Con le pagine andai molto oltre il numero preventivato dall’editore e già mi stavo preparando a un lavoro doloroso di taglio e sfoltimento quando dalla casa editrice mi dissero: “no, lascia tutto così. Se ha senso è un peccato buttarlo via, ci piace”. Furono dei grandi, ero abituato diversamente e io li ringraziai con una seconda edizione, cinque anni dopo, ancora più corposa che “digerirono” ritoccando un po’ il prezzo di copertina.

La bicicletta cresceva e l’interesse dei lettori pure. Al punto che quelle prime due edizioni pian piano andarono verso l’esaurimento e si cominciò a parlare della terza.

Il resto è storia recente. Anche se confesso un mio ritardo cronico preso da mille cose e, anche qui, apprezzai l’editore sempre pronto a ripartire anche quando, ormai, temevo un sicario ad aspettarmi di nascosto. Evitavo i luoghi isolati.

Il nuovo libro ha visto la luce il 9 maggio 2025. Data bella perché era il giorno esatto della partenza del Giro d’Italia anche se, in realtà, io, quel giorno, ero nel pieno di una vacanza in ospedale per un intervento urgente e doloroso (risolto tutto, tranquilli).

In questi dieci anni di gestazione e rimuginamenti sul libro la bicicletta si è evoluta così tanto da dover ripensare completamente anche la struttura del volume.

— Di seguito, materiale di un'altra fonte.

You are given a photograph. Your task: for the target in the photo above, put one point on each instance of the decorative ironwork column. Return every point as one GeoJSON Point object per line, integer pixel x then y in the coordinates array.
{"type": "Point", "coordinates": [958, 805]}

Ora ha la copertina gialla, rigida e a rilievo che lo ha fatto promuovere da “manuale” a “coffee table book”. Insomma, è diventato più elegante e prezioso di quel libro che hanno messo vicino a Calimero. “Sei tu”, ha detto Ale Ortenzi nel vocale perculatorio di accompagnamento. E sì, ci sta. Con tutti quei ritardi le ho fatto sudare più di una camicia (lei ha fatto da editor fortunata).